9. Erkenntnisse
Ich nahm mir das Geld und rannte lautlos um das Haus, als Paul anfing zu krabbeln. In dem Moment, wo er den Punkt erreicht an dem er sich aufrichten und umsehen darf, bin ich bereits den halben Weg in Richtung Dach hochgeklettert.

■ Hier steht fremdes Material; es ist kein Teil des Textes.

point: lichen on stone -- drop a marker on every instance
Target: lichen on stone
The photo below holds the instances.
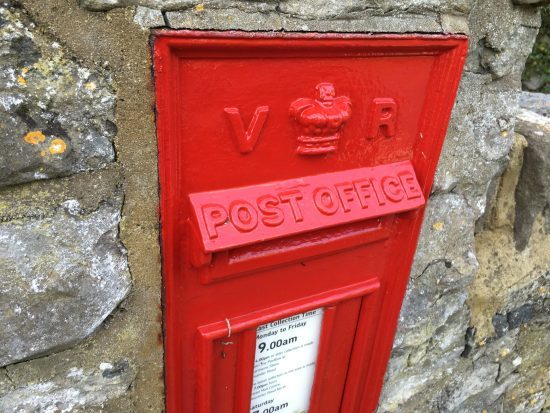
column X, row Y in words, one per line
column 53, row 122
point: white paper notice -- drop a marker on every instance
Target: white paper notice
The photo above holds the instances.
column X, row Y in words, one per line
column 284, row 365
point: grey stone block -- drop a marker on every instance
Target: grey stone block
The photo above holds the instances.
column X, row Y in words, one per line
column 75, row 390
column 60, row 277
column 57, row 115
column 533, row 190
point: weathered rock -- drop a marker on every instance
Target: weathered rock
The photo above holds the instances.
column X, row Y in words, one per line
column 535, row 102
column 502, row 37
column 60, row 277
column 303, row 9
column 531, row 2
column 533, row 191
column 478, row 140
column 57, row 116
column 146, row 17
column 434, row 317
column 239, row 18
column 76, row 390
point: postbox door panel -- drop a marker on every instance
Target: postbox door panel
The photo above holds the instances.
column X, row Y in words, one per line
column 294, row 174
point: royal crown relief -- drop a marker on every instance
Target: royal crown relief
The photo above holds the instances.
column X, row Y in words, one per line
column 319, row 121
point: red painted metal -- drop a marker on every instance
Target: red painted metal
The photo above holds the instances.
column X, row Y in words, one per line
column 261, row 139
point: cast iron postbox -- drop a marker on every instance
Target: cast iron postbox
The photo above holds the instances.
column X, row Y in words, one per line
column 294, row 173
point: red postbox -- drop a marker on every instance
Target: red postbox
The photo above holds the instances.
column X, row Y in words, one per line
column 294, row 173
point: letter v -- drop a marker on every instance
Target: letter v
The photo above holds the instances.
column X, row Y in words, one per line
column 246, row 140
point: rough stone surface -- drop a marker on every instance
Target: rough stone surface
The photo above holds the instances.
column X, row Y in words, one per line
column 57, row 115
column 73, row 390
column 60, row 277
column 457, row 348
column 533, row 193
column 535, row 102
column 531, row 2
column 303, row 9
column 146, row 17
column 133, row 331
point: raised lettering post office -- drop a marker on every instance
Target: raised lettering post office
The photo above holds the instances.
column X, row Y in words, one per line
column 295, row 169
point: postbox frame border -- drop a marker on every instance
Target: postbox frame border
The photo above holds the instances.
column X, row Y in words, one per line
column 452, row 51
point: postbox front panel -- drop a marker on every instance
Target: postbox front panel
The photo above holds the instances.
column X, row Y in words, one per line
column 294, row 174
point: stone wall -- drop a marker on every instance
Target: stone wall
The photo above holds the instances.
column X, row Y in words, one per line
column 80, row 281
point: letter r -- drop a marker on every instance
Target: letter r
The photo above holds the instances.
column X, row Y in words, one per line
column 383, row 114
column 214, row 215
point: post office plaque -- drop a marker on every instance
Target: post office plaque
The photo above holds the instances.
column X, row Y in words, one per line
column 294, row 173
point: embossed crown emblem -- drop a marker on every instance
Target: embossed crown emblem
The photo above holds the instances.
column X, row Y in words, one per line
column 320, row 120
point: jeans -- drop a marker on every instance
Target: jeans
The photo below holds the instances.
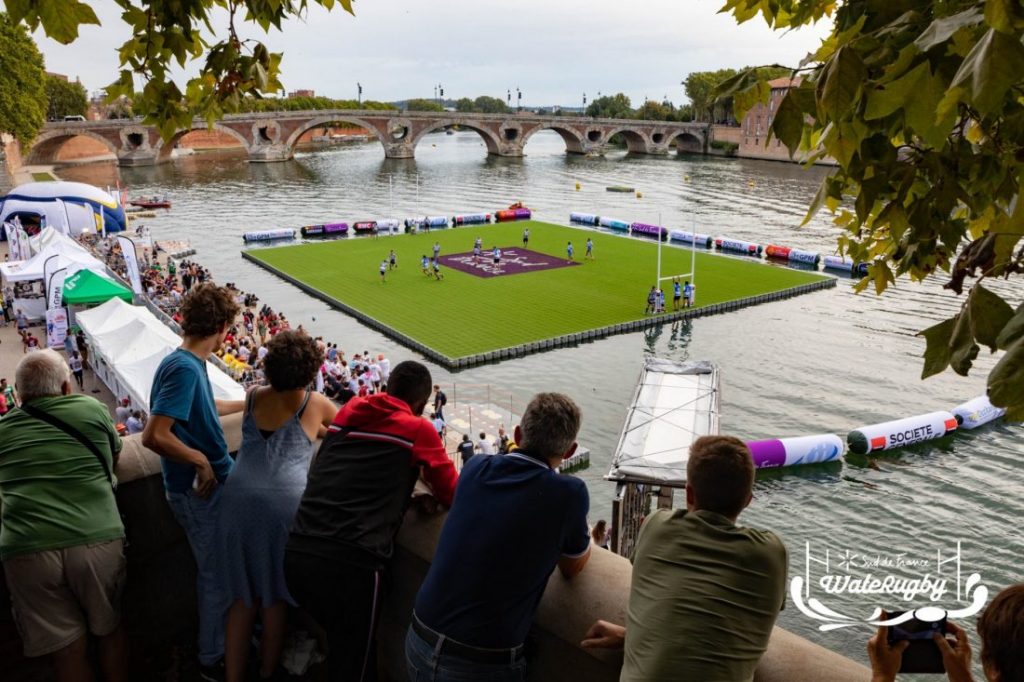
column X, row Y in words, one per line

Ich wollte einfach nur meinen Seesack holen und diesem Platz dann für immer den Rücken zu drehen, doch dann dringen Stimmen aus einem nahe gelegenen, offenen Fenster zu mir hoch. "Was genau meintest du damit, als du heute Morgen gesagt hast, seine Aufregung gelte wohl eher der Tatsache, dass er das nächste Schiff nehmen würde?" Meine Mutter klingt nicht erfreut, doch mein Vater ist gefühllos und nüchtern wie immer. "In zwei Tagen läuft die Orca aus und fährt Richtung Seehafen und er wird ein Mitglied der Besatzung sein." Mama wird jetzt wirklich wütend. Ich habe sie noch nie so mit Vater reden hören - oder überhaupt mit irgendwem. "Wie kannst du das zulassen? Fryr hat einen magischen Sturm angekündigt." Ihr Mann schnaubt nur. "Er ist jetzt erwachsen und kann seine eigenen Entscheidungen treffen." Seine gefühllose Stimme macht meine Mutter nur noch wütender und ihre Stimme wird immer lauter. "Aber er weiß nicht das geringste darüber, wie man den Fluss reitet und eine Reise durch einen magischen Sturm wird sein Todesurteil sein!" Erneut erklingt ein Schnauben, welches beweist wie egal das meinem Vater ist. "Fryr ruft andauernd magische Stürme aus und wann ist das letzte Mal wirklich etwas schlimmes passiert?"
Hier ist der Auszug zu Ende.